The two airmen, who have remained unnamed and are referred to by the pseudonyms Victor Voe and Richard Roe, were discharged because their HIV-positive status didn’t allow them to be deployed to the Middle East. The U.S Central Command prohibits personnel with HIV from deploying without a waiver.


According to the ‘Advocate’, “both men are on antiretroviral treatment, have no symptoms and have been pronounced physically fit to reply by their doctors.”


The two men sued arguing that there is no rational basis for prohibiting deployment of service members with HIV and that with the right treatments they would not present a real risk of transmission to others. 


In February last year, the U.S. District Court for the Eastern District of Virginia issued a preliminary injunction against the discharge of the two airmen while their case proceeds to trial. The Department of defense and the Air Force appealed, but the U.S. Court of Appeals upheld the injunction.




“A ban on deployment may have been justified at a time when HIV treatment was less effective at managing the virus and reducing transmission risks,” Judge James A. Wynn Jr. wrote for a three-judge panel of the court. “But any understanding of HIV that could justify this ban is outmoded and at odds with current science. Such obsolete understandings cannot justify a ban, even under a deferential standard of review and even according appropriate deference to the military’s professional judgments.

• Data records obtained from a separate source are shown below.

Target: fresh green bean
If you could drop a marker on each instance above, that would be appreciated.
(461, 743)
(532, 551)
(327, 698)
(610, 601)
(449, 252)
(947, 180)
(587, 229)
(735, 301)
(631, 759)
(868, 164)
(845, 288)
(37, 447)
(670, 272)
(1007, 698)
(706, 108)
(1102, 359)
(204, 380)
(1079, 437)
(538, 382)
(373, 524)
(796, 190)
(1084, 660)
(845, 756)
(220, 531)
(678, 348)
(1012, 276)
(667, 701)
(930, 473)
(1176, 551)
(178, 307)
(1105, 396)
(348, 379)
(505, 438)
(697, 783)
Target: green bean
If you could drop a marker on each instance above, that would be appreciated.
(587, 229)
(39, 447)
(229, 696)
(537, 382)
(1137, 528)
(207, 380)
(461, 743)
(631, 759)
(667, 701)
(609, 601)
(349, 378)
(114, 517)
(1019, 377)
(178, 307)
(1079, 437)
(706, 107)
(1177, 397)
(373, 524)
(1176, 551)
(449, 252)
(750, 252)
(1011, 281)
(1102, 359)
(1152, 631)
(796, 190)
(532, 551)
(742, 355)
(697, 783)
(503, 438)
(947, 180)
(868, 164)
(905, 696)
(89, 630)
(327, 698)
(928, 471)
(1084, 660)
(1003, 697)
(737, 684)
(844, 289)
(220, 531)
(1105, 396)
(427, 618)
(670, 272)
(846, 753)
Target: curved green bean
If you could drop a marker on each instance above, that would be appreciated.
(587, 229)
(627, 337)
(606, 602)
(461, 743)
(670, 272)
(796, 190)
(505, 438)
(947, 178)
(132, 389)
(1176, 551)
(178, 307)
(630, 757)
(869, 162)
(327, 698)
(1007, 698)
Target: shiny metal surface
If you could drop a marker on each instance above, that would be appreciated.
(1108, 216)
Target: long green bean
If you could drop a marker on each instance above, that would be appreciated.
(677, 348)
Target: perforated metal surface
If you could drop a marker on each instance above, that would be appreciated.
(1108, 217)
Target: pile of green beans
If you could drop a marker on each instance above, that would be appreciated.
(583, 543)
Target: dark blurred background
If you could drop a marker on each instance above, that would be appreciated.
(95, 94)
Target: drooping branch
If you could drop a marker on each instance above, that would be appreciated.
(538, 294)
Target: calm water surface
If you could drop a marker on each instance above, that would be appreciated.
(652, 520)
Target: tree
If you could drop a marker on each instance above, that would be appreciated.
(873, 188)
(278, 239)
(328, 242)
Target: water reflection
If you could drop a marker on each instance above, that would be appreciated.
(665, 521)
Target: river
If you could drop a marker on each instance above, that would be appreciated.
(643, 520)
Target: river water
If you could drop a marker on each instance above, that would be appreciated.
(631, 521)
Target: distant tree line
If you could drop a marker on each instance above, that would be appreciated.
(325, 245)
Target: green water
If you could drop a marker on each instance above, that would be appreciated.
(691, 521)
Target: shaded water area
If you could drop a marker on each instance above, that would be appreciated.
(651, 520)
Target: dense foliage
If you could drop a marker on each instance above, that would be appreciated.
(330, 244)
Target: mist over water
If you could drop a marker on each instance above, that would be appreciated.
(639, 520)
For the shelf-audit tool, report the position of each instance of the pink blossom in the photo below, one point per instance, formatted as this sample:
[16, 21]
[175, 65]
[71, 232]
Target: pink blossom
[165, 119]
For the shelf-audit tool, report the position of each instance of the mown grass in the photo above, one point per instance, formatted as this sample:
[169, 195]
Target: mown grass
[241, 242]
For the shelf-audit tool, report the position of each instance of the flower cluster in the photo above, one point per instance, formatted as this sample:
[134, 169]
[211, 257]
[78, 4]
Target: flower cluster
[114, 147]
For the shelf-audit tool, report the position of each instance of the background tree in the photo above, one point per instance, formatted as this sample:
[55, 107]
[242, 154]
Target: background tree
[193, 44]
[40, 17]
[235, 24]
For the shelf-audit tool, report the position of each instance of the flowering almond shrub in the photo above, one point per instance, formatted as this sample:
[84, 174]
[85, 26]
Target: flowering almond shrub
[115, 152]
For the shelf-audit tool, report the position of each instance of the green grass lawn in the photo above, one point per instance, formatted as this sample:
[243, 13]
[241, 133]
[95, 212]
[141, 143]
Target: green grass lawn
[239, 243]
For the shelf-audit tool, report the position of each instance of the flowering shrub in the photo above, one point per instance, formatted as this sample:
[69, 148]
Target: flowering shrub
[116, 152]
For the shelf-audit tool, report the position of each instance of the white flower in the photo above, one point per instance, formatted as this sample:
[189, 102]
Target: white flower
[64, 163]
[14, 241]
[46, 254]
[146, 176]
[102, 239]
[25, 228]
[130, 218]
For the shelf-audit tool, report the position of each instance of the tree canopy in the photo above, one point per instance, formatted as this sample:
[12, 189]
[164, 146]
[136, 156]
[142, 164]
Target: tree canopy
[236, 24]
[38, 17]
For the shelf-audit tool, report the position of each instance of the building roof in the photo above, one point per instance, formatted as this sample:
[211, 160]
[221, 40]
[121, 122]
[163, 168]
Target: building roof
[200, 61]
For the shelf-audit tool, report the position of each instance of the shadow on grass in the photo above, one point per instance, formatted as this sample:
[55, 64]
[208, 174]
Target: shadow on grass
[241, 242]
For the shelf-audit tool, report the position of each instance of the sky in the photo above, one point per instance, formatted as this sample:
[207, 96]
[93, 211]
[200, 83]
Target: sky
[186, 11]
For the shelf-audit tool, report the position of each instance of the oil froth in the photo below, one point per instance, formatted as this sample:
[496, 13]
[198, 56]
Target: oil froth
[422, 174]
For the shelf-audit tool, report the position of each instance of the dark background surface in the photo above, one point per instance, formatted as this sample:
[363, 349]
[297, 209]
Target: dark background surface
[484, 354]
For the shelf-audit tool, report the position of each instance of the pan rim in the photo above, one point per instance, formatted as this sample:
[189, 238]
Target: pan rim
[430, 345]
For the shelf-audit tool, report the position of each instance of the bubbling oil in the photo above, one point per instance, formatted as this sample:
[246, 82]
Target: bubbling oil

“These service members, like other HIV-positive individuals with undetectable viral loads, have no symptoms of HIV,” the ruling concluded. “They take daily medication — usually one pill, for some people two — and need a regular, but routine blood test. They cannot transmit the virus through normal daily activities, and their risk of transmitting the virus through battlefield exposure, if the virus can be transmitted at all, is extremely low. Although transmission through blood transfusion is possible, these service members have been ordered not to donate blood. But the Government did not consider these realities when discharging these service members, instead relying on assumptions and categorical determinations. As a result, the Air Force denied these service members an individualized determination of their fitness for military service.”


Scott Schoettes, counsel and HIV Project director at Lambda Legal, said that “this is the second federal court to find that the Trump administration’s attempt to discharge these individuals is unlikely to pass legal muster.


“At the root of these discharge decisions and other restrictions on the service of people living with HIV are completely outdated and bigoted ideas about HIV. Today’s ruling clears the way for us to definitively prove at trial that a person living with HIV can perform the job of soldier or airman as well and as safely as anyone else. We are confident Roe and Voe will succeed because the government is unable to offer a reasonable justification for their discriminatory treatment.”